Capacity v. Competency and Why it Matters
Evaluating medical decision-making capacity can be challenging when treating patients who exhibit cognitive deficits. Understanding the physician’s role in assessing capacity versus the judicial determination of incompetence can make a significant difference in how these situations should be approached.
In healthcare, medical decision-making capacity refers to “an individual’s ability to understand the significant benefits, risks, and alternatives to proposed health care and make and communicate a healthcare decision” (Uniform Health Care Decisions Act of 1993). Medical decision-making capacity is specific to the proposed medical intervention, and it can change over time. Incompetence is a legal term that refers to an enduring general inability to make valid decisions. This is established by a judge or magistrate, and it is reserved for individuals who are presumed to be permanently and markedly impaired. Ultimately, physicians make decisions about a patient’s medical decision-making capacity; courts determine incompetence. Because capacity and competency are not interchangeable, physicians should be sure to use correct terminology when documenting in patients’ medical records.
In 2004 a study completed by Kings College in London estimated the prevalence of mental incapacity in medical inpatients to be nearly 40%, yet only 24% of the patients were identified as lacking capacity by the medical care team (Raymont, et al.). This is not only concerning in that it is under–recognized, but it puts into question the validity of informed consent. Elements of decision-making capacity include the ability to communicate a choice, the ability to understand and appreciate relevant information regarding risks, benefits and alternatives, and the ability to interpret and manipulate information rationally and logically in a coherent manner. If the patient cannot meet these elements of capacity, then the patient should be evaluated to determine if restoration of capacity is possible.

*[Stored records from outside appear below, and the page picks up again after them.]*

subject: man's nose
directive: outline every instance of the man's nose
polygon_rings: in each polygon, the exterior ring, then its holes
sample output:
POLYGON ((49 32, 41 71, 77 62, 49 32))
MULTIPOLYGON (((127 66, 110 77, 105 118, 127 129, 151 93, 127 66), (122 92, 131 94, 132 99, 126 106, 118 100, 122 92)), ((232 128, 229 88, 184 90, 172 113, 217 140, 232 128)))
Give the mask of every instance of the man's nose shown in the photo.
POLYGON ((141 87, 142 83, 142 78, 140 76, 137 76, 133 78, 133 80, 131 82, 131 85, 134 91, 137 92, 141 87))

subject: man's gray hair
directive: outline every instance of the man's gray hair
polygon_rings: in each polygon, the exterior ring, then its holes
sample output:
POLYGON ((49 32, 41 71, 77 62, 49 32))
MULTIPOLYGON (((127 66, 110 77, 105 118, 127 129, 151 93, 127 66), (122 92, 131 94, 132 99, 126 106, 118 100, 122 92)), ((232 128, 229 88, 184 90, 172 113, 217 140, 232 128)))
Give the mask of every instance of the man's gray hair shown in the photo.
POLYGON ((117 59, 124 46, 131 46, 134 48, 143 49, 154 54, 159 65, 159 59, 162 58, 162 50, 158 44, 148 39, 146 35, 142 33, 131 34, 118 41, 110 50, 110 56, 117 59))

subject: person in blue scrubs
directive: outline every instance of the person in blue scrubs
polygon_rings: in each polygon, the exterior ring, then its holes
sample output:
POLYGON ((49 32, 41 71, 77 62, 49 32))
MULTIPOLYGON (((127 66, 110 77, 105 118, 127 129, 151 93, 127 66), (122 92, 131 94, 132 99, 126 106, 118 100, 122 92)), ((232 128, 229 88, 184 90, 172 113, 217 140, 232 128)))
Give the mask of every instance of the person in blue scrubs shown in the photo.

Generally speaking, medical providers are concerned more with a patient’s medical decision-making capacity and they are not typically involved with determining an individual’s financial capacity, driving capacity, testamentary capacity, or ability to consent to a sexual relationship. It is also important to note that a patient can lack capacity in one area but still have capacity in another. For example, a patient may be able to identify a loved one that they trust to serve as their agent, but not have the capacity to consent to a complex medical procedure. A determination of medical decision-making capacity is often best made by the primary physician caring for the patient, who is knowledgeable about the patient’s status and the proposed intervention. This does not generally require a psychiatric diagnosis or consultation, unless there is concern that a psychiatric diagnosis is specifically resulting in incapacity. In challenging or unclear cases, input from psychiatry or social work can be helpful to the physician to assist them in determining decision-making capacity. For urgent decisions, or if capacity cannot or is unlikely to be restored, a surrogate decision-maker should be utilized.

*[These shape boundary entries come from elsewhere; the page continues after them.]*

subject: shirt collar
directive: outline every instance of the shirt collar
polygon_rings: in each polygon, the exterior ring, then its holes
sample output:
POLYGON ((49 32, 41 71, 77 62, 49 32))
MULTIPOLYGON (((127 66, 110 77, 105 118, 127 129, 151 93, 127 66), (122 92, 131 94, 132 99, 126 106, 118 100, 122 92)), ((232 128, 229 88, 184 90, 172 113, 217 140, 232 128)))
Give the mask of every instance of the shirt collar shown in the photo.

In the case where a patient lacks medical decision-making capacity and no advanced health care directive exists, state statute determines the order of priority of surrogates who can make health care decisions for incapacitated adults. Even if patients lack medical decision-making capacity and consent is sought from someone else, you should still include and discuss medical decisions with them. It also important to consider mandatory reporting requirements regarding vulnerable adults. Involving other treatment team members, such as social workers, care coordinators, case managers, and therapy services is vital to a patient’s successful medical care.

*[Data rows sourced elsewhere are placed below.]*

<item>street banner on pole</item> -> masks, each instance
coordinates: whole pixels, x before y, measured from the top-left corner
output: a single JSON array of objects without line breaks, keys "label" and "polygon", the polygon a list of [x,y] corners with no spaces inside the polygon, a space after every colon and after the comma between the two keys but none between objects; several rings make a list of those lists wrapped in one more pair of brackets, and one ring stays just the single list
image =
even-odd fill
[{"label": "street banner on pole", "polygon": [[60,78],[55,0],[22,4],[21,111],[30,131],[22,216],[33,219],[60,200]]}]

Two common myths are that, if a patient refuses medical care or makes a decision against medical advice, they must lack capacity; or to the contrary, if a patient agrees with a care plan, they must have capacity. Patients have the right to make decisions that providers don’t agree with or that are believed to be poor decisions, so long as the patient demonstrates the elements of decision-making capacity. MIEC encourages providers to maintain a high level of suspicion when a patient’s capacity causes them to pause. Taking the time to evaluate a patient’s decision-making capacity not only protects you, but it protects the patient as well.